The whole thing only exists in my imagination, anyway. The people have no reality, the story can be any length, I can discard it at any time along the way, and the combinations of possible words are infinite. I can get up in the middle of a paragraph to make a cup of tea Where could one pinpoint a specific choice that depended on the getting up for tea in the middle of a paragraph? There is no measurable set of choices that must be made or of times when they need to be made; any choice can be avoided entirely; and yet every moment is an occasion when a choice is possible. The determination of which choices are to be made is up to the chooser. The binary choice is irrelevant at every level.
So many choices are involved in writing one little story that mapping them out would take far more space than the story itself. A mechanism is needed in order to make the choices efficient, and the mechanism is that of a deciding consciousness –- which explains why stories are so imperfect. A story written according to rules of chance and necessity would be a bizarro story, or to put it another way, a computer-written story. And if such a story fooled some people into thinking it was a human-written story, that would only mean that either they didn’t know enough about stories, or that the stories they were comparing it to weren’t good enough.
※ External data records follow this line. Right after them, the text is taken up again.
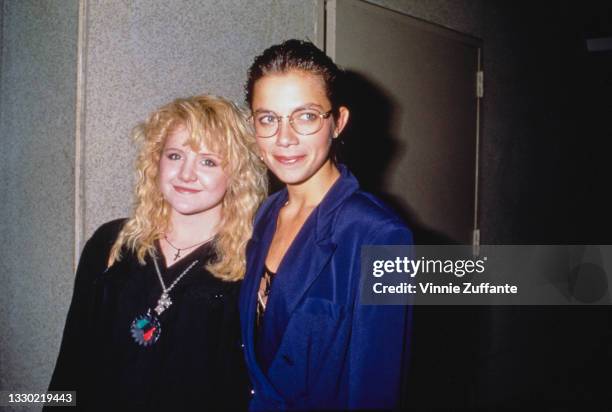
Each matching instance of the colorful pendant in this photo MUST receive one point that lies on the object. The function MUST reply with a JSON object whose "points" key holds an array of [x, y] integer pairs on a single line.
{"points": [[146, 329]]}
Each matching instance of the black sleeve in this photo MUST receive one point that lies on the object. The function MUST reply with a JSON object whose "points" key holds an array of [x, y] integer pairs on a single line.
{"points": [[234, 382], [73, 370]]}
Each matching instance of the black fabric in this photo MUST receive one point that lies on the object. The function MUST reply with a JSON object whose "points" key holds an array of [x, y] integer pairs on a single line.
{"points": [[197, 361]]}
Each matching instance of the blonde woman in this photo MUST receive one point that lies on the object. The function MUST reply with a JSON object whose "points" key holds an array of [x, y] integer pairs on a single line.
{"points": [[153, 321]]}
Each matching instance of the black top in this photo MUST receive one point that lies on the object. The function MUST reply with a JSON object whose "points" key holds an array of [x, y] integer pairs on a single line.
{"points": [[197, 360]]}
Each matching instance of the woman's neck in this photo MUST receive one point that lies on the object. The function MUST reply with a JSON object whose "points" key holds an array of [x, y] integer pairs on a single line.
{"points": [[186, 230], [310, 193]]}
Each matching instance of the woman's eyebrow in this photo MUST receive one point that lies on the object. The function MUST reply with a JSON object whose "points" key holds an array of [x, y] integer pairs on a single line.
{"points": [[302, 107], [209, 154]]}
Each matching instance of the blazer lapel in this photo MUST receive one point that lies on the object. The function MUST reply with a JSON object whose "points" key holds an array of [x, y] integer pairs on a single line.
{"points": [[305, 260]]}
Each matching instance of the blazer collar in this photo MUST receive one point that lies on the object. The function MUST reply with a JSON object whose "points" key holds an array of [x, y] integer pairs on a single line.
{"points": [[344, 187]]}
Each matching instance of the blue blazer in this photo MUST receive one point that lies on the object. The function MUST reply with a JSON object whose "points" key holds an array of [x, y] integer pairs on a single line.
{"points": [[319, 348]]}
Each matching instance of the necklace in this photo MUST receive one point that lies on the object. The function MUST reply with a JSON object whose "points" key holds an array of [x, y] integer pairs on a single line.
{"points": [[179, 249], [146, 328]]}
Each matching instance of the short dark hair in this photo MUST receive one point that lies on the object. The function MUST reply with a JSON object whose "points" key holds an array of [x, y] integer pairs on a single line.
{"points": [[296, 55]]}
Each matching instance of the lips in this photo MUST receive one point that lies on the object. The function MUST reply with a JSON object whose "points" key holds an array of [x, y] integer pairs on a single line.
{"points": [[186, 190], [288, 160]]}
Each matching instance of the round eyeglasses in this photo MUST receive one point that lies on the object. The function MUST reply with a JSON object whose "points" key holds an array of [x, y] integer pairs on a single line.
{"points": [[303, 121]]}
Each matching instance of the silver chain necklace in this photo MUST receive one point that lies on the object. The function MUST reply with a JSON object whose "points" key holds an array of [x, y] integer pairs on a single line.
{"points": [[178, 250], [146, 329], [164, 300]]}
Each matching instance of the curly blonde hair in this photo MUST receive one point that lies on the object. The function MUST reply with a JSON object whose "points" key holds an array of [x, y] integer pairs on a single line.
{"points": [[224, 129]]}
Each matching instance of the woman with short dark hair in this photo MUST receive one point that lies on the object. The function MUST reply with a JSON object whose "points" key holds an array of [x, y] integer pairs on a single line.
{"points": [[310, 343]]}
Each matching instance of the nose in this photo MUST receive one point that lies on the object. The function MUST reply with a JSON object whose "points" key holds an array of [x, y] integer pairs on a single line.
{"points": [[188, 172], [285, 135]]}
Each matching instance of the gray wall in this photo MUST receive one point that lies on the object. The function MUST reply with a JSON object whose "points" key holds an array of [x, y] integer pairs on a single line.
{"points": [[37, 133], [142, 54], [137, 56]]}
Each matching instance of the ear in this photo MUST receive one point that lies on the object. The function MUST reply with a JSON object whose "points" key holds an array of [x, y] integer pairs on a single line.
{"points": [[341, 121]]}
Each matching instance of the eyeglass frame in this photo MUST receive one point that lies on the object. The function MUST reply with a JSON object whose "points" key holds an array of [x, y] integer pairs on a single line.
{"points": [[322, 115]]}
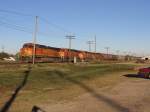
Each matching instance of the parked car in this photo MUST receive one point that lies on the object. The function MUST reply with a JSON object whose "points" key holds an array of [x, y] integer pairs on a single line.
{"points": [[144, 72]]}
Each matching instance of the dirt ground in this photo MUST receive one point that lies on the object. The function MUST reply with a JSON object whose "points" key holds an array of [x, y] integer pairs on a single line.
{"points": [[130, 95]]}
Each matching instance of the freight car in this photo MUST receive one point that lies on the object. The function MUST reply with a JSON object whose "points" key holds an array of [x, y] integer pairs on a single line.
{"points": [[51, 54]]}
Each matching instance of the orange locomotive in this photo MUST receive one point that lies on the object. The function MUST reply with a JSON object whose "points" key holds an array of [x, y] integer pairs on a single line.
{"points": [[49, 54]]}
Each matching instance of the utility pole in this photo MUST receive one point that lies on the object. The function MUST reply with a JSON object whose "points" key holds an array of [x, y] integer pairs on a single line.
{"points": [[70, 38], [117, 52], [89, 43], [107, 48], [3, 48], [95, 43], [34, 39]]}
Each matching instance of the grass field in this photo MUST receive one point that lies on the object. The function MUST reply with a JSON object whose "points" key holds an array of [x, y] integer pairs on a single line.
{"points": [[52, 83]]}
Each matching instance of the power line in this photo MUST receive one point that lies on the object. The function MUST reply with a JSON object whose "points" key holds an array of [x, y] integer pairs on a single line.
{"points": [[54, 25], [15, 13]]}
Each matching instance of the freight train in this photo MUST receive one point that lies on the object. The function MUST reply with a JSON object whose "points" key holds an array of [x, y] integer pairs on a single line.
{"points": [[52, 54]]}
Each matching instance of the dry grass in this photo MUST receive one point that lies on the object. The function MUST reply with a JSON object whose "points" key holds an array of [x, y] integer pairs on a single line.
{"points": [[50, 83]]}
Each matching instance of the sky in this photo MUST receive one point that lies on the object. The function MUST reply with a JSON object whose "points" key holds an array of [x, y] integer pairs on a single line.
{"points": [[122, 25]]}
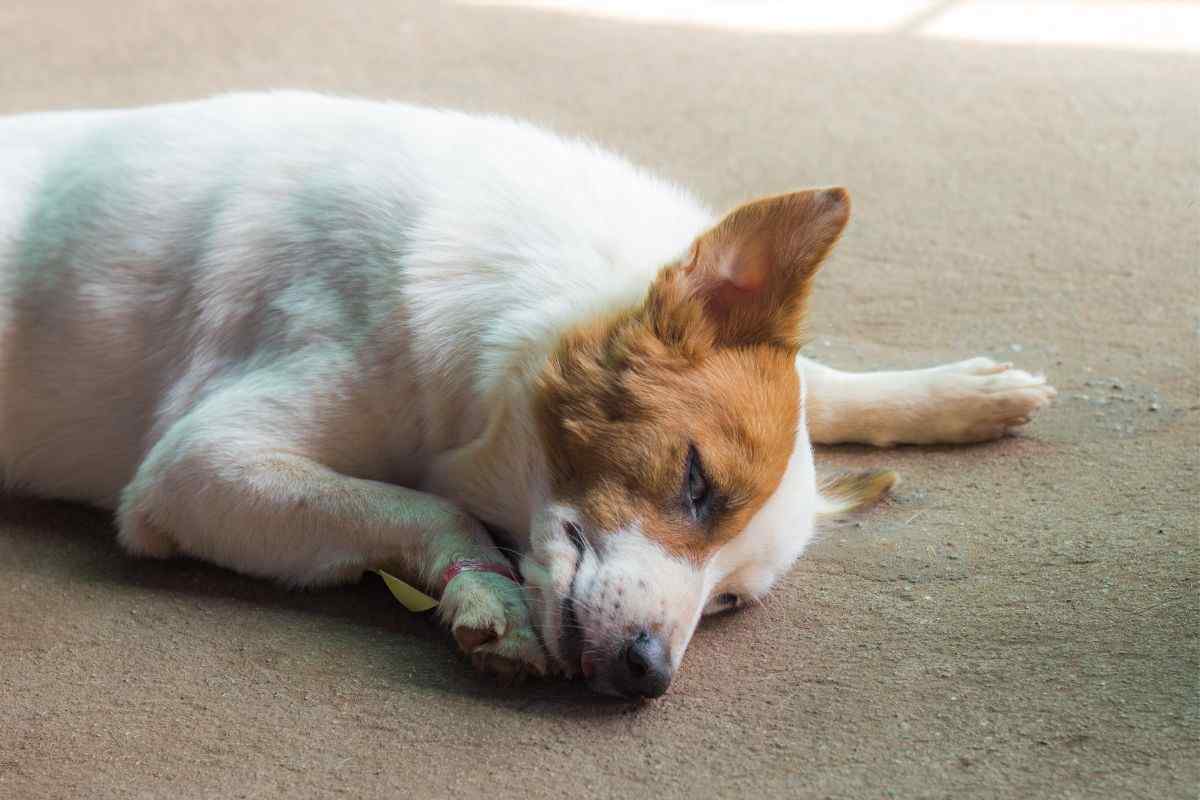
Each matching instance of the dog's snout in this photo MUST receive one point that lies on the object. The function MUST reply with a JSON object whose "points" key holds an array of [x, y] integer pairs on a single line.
{"points": [[645, 667]]}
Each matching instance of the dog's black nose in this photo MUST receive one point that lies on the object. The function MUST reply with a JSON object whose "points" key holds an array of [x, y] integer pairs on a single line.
{"points": [[645, 671]]}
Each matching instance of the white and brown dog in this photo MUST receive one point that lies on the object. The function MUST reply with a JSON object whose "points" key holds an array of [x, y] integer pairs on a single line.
{"points": [[305, 337]]}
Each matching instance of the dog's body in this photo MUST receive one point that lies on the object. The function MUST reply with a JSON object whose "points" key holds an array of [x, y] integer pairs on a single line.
{"points": [[305, 337]]}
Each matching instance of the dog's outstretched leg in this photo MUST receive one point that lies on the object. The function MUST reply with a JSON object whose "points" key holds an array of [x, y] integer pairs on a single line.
{"points": [[217, 491], [969, 401]]}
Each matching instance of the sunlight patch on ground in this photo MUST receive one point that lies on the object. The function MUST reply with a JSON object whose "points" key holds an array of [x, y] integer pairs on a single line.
{"points": [[1165, 25], [1141, 25], [747, 14]]}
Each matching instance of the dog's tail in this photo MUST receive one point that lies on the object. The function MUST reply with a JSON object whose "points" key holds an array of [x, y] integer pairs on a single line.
{"points": [[855, 491]]}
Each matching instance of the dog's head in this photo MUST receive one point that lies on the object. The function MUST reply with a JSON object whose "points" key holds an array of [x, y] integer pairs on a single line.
{"points": [[682, 475]]}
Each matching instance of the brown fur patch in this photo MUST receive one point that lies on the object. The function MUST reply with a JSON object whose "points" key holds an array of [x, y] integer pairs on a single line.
{"points": [[618, 410], [856, 491], [706, 361]]}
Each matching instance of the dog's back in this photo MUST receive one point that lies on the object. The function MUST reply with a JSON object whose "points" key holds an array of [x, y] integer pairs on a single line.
{"points": [[147, 253]]}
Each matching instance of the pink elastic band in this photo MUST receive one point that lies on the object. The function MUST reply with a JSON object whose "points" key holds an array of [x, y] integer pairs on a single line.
{"points": [[472, 565]]}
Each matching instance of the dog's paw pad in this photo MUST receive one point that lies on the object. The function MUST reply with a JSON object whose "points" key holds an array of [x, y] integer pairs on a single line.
{"points": [[490, 620]]}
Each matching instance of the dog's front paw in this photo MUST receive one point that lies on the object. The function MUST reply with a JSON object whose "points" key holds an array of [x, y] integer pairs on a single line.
{"points": [[490, 620], [981, 400]]}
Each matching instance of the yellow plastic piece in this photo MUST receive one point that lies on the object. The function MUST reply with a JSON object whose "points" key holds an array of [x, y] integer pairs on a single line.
{"points": [[411, 597]]}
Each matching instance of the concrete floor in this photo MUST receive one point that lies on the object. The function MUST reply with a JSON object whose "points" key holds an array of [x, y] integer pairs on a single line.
{"points": [[1020, 621]]}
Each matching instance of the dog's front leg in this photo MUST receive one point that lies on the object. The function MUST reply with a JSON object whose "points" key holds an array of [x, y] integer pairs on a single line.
{"points": [[969, 401], [263, 507]]}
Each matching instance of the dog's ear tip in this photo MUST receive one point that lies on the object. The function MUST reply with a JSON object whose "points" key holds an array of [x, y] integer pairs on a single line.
{"points": [[856, 491]]}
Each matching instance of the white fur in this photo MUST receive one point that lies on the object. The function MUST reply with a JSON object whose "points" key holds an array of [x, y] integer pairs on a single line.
{"points": [[297, 336]]}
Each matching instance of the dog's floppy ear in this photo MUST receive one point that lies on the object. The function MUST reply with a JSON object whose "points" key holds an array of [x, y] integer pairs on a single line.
{"points": [[751, 272]]}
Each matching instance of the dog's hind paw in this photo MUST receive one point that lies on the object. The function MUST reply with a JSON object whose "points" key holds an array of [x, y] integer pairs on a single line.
{"points": [[490, 620]]}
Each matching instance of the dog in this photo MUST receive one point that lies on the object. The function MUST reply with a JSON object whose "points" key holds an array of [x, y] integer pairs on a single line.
{"points": [[305, 337]]}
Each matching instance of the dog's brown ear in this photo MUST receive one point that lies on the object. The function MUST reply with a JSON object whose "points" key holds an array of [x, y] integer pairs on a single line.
{"points": [[753, 271]]}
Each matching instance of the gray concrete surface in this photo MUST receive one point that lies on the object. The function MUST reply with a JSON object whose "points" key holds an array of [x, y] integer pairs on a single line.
{"points": [[1021, 621]]}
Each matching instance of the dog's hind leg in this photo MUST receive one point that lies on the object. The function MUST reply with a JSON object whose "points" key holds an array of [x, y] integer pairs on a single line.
{"points": [[226, 493], [969, 401]]}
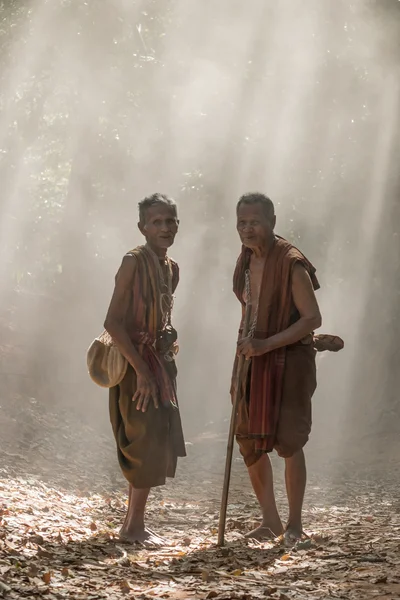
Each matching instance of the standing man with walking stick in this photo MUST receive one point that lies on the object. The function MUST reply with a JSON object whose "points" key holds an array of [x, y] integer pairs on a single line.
{"points": [[274, 375]]}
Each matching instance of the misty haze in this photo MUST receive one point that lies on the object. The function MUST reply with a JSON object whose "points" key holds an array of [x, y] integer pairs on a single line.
{"points": [[104, 103]]}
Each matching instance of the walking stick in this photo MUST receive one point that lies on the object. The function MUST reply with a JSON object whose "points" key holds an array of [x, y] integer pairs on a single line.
{"points": [[231, 436]]}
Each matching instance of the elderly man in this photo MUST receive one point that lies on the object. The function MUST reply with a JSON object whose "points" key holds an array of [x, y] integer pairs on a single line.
{"points": [[279, 377], [143, 407]]}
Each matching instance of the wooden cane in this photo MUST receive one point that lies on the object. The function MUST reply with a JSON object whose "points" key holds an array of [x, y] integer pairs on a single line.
{"points": [[231, 436]]}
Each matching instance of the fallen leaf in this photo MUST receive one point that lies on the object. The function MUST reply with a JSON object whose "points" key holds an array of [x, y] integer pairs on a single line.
{"points": [[46, 577], [125, 587]]}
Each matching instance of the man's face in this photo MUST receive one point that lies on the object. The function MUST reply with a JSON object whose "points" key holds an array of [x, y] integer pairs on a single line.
{"points": [[254, 227], [160, 226]]}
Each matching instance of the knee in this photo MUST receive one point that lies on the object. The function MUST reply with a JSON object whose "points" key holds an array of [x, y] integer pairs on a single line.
{"points": [[248, 451], [288, 446]]}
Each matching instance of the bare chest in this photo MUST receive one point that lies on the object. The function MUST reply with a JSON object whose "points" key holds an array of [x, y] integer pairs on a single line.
{"points": [[256, 269]]}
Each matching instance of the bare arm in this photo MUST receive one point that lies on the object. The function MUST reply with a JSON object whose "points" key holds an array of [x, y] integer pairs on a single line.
{"points": [[115, 319], [310, 318], [306, 303]]}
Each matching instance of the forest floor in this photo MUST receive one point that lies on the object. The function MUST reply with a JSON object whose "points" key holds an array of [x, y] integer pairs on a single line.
{"points": [[59, 520]]}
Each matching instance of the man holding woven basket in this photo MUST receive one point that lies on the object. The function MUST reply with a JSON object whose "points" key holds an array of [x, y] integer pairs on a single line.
{"points": [[135, 359]]}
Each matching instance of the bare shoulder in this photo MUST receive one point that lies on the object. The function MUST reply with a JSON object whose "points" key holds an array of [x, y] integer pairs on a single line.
{"points": [[126, 270], [300, 274]]}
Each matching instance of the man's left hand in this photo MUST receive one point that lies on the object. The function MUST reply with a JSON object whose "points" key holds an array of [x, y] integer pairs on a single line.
{"points": [[251, 347]]}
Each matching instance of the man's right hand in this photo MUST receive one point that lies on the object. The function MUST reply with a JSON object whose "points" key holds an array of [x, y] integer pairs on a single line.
{"points": [[146, 391]]}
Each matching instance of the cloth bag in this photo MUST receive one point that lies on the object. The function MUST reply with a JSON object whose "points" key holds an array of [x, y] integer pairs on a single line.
{"points": [[106, 365]]}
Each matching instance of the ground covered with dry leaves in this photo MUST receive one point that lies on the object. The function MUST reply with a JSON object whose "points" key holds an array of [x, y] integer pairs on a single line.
{"points": [[59, 520]]}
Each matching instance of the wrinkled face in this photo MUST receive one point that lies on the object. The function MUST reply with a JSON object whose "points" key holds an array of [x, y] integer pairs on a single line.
{"points": [[160, 226], [255, 228]]}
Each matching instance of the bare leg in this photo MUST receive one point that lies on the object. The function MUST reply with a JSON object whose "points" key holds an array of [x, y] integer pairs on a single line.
{"points": [[133, 529], [262, 481], [295, 478]]}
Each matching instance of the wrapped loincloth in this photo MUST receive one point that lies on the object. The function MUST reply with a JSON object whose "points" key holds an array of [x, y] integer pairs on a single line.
{"points": [[148, 443], [294, 420]]}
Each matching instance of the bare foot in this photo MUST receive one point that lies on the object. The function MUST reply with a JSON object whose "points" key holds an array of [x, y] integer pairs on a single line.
{"points": [[140, 535], [263, 532], [293, 535]]}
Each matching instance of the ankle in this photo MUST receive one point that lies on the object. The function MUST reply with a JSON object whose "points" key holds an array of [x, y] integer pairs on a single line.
{"points": [[294, 524]]}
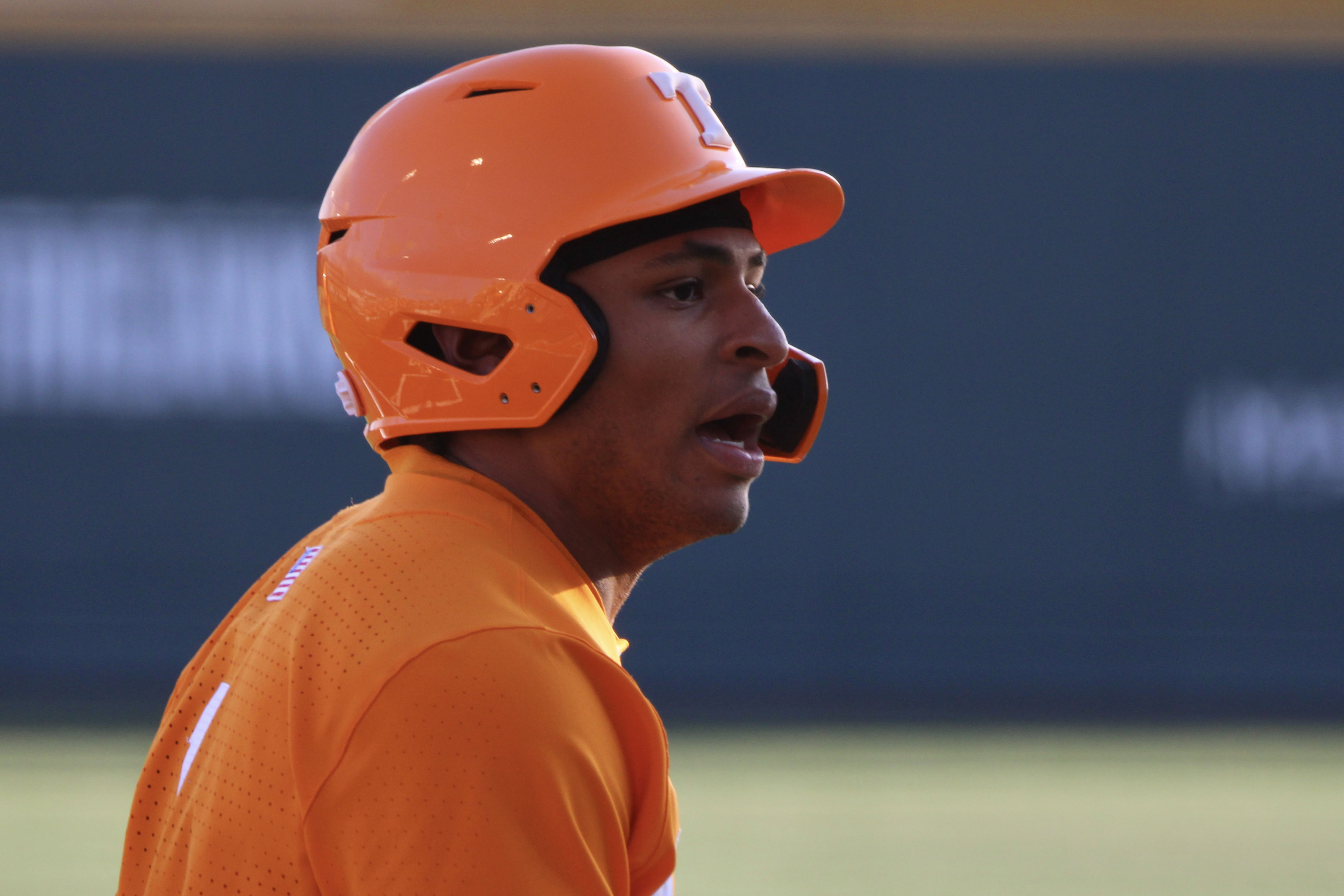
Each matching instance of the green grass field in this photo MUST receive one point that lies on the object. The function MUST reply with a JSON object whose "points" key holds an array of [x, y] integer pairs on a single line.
{"points": [[973, 812]]}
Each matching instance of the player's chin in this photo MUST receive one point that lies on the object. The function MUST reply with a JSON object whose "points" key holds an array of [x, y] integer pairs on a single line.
{"points": [[721, 508]]}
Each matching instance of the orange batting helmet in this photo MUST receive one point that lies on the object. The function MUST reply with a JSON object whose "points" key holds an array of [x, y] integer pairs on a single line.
{"points": [[456, 197]]}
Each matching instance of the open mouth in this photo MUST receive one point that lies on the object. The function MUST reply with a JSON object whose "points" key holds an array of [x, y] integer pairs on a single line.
{"points": [[740, 430]]}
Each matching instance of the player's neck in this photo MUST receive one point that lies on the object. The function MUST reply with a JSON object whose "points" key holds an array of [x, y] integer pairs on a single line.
{"points": [[613, 574]]}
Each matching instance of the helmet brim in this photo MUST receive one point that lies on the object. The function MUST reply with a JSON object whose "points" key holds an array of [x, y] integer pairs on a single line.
{"points": [[789, 206]]}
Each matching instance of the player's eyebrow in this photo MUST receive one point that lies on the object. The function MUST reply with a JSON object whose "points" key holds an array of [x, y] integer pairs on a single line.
{"points": [[707, 252]]}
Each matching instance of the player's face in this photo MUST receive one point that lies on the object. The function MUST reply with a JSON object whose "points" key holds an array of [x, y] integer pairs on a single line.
{"points": [[666, 440]]}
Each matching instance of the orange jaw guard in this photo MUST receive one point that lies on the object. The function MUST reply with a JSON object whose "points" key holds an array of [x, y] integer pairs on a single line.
{"points": [[800, 385], [455, 197]]}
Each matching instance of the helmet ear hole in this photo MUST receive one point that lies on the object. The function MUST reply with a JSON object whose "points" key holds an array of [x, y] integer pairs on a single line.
{"points": [[468, 350]]}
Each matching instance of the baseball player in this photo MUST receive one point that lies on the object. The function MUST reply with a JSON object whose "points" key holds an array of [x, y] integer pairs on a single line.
{"points": [[542, 275]]}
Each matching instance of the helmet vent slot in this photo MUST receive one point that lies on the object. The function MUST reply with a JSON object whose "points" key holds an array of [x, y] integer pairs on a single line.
{"points": [[486, 92], [472, 350]]}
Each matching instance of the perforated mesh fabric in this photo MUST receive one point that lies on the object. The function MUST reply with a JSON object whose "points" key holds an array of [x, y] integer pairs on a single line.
{"points": [[436, 706]]}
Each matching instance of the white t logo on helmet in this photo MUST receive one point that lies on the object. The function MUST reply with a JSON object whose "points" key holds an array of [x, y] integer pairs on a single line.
{"points": [[697, 96]]}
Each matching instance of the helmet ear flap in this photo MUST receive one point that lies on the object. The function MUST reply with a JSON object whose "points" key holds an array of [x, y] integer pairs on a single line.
{"points": [[800, 386], [554, 277]]}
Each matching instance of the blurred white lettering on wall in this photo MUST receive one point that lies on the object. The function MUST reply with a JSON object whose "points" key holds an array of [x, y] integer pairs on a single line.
{"points": [[136, 308], [1255, 441]]}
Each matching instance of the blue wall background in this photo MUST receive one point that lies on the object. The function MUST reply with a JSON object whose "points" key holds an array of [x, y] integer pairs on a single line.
{"points": [[1038, 265]]}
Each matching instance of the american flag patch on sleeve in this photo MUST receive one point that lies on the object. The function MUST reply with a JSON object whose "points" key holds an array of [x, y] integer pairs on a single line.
{"points": [[294, 573]]}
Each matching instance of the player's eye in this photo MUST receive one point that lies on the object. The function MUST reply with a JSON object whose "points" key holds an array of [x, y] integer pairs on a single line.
{"points": [[687, 291]]}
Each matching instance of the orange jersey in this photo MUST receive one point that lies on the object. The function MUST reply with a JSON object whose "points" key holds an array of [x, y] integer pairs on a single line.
{"points": [[424, 696]]}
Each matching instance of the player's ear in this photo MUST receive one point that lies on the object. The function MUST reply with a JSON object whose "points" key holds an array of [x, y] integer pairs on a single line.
{"points": [[472, 350]]}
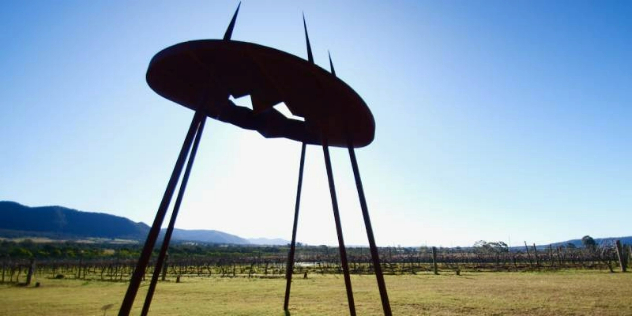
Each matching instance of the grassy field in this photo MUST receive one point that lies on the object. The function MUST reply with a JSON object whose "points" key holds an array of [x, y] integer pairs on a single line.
{"points": [[544, 293]]}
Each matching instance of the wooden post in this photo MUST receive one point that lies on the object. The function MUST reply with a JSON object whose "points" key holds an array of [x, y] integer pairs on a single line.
{"points": [[166, 267], [535, 255], [621, 255], [528, 254], [29, 275], [434, 260]]}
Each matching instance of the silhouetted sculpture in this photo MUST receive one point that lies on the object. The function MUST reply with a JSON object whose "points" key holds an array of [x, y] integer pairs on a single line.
{"points": [[203, 74]]}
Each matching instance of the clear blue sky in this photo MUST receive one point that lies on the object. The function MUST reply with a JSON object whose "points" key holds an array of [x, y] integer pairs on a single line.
{"points": [[496, 120]]}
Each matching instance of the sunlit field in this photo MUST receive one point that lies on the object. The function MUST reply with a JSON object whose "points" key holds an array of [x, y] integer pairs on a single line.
{"points": [[526, 293]]}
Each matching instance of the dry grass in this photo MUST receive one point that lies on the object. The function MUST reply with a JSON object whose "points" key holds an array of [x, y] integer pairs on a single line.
{"points": [[551, 293]]}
The absence of a necessity to make the choice at all, and to make it at a particular time, and to make just one choice out of a limited number, keeps the options always fluid, and this makes free will advantageous, even adaptive. Free will creates room for invention. Free will discovered fire. The causal chain that led Homo erectus to notice how fire works was a chain of contingency, not necessity; they could just as well have noticed fire by chance, shrugged it off, and gone extinct. It is plausible to speculate that fire was discovered by one band and ignored by other bands, who then, not through their own free will, were wiped out by the fire-users.
Free will isn’t instead of chance or necessity, it’s on top of them. We’re riding the probability wave into the future. If we don’t take account of the wave’s chance fluctuations and its irresistible path, we’ll wipe out; but we’ll also wipe out if we can’t decide where and when to turn. And if we don’t know we have that power, we’re doomed.
Chance and history are only the materials that the deciding mind works with. The extent to which an overseeing ego exists is debatable, but whatever form or formlessness “I” consist of, I’m deeper and subtler than the cranial computer.
Free will bends to outside forces, but it does not surrender to them; it participates in directing them. I suspect that this is a Godelian
proposition: true but unprovable.
Nor do we need to exercise free will in every situation, or in most situations, in order for it to exist and for it to be divinely important. A single instance of free will during a lifetime will do; and that single instance might well be the most important decision of a lifetime.